About
A festival of music and togetherness: the Winter Festival invites you to slow down and take a break. Create new memories with family and friends, be inspired by outstanding artists, and enjoy a festive time in the Festspielhaus. The pre-Christmas-themed program offers many opportunities to offer a gift to yourself and others.
A triad for Christmas: with Tchaikovsky's Swan Lake, Mozart's Magic Flute, and Bach's Christmas Oratorio, we truly can’t wait for the big holiday. The Winter Festival invites us to stop and reflect – and awakens collective memories: of our first Magic Flute with our grandparents, of the "ahs" and "ohs" on seeing the White Act in Swan Lake, of going to church to hear Bach's festive oratorio. Create new and fresh memories with your friends, children, and grandchildren! We are supplying the very best artists: the National Ballet Bratislava with Nureyev's virtuoso version of Swan Lake in a magnificent staging. It will be followed by Iván Fischer and his Budapest Festival Orchestra, ensuring the highest quality and a musical voice all their own. All splendid gift ideas – help yourself!
About the Festival Baden-Baden
Festspiel Baden-Baden (Baden-Baden Festival) is a series of festivals presented by the Festspielhaus Baden-Baden in Baden-Baden, Germany. The programme is structured around five annual festival periods dispersed throughout the year. The Easter, Whitsun, Summer, Autumn and Winter Festivals each incorporate at least one opera production and several classical concerts.

A typical year contains four festivals of one week each:
Autumn Festival in early October.
Winter Festival from mid-January.
Easter Festival during Holy Week.
Herbert von Karajan Whitsun Festival in late May to early June.

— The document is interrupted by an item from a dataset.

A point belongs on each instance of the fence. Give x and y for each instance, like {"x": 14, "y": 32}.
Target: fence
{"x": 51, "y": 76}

Summer Festival from early July.

Major opera productions at Festspielhaus Baden-Baden to date include La traviata (Valery Gergiev, conductor / Philippe Arlaud, director, 2001), Fidelio (Simone Young, conductor / Philippe Arlaud, director, 2002), Die Entführung aus dem Serail (Marc Minkowski, conductor / Macha Makeïeff and Jérôme Deschamps, directors, 2003), The Ring of the Nibelung (Valery Gergiev, musical direction and concept / George Tsypin, stage design, 2003/2004), Rigoletto (Thomas Hengelbrock, conductor / Philippe Arlaud, director, 2004), Parsifal (Kent Nagano, conductor / Nikolaus Lehnhoff, director, 2004) and Die Zauberflöte (Claudio Abbado, conductor / Daniele Abbado, director, 2005).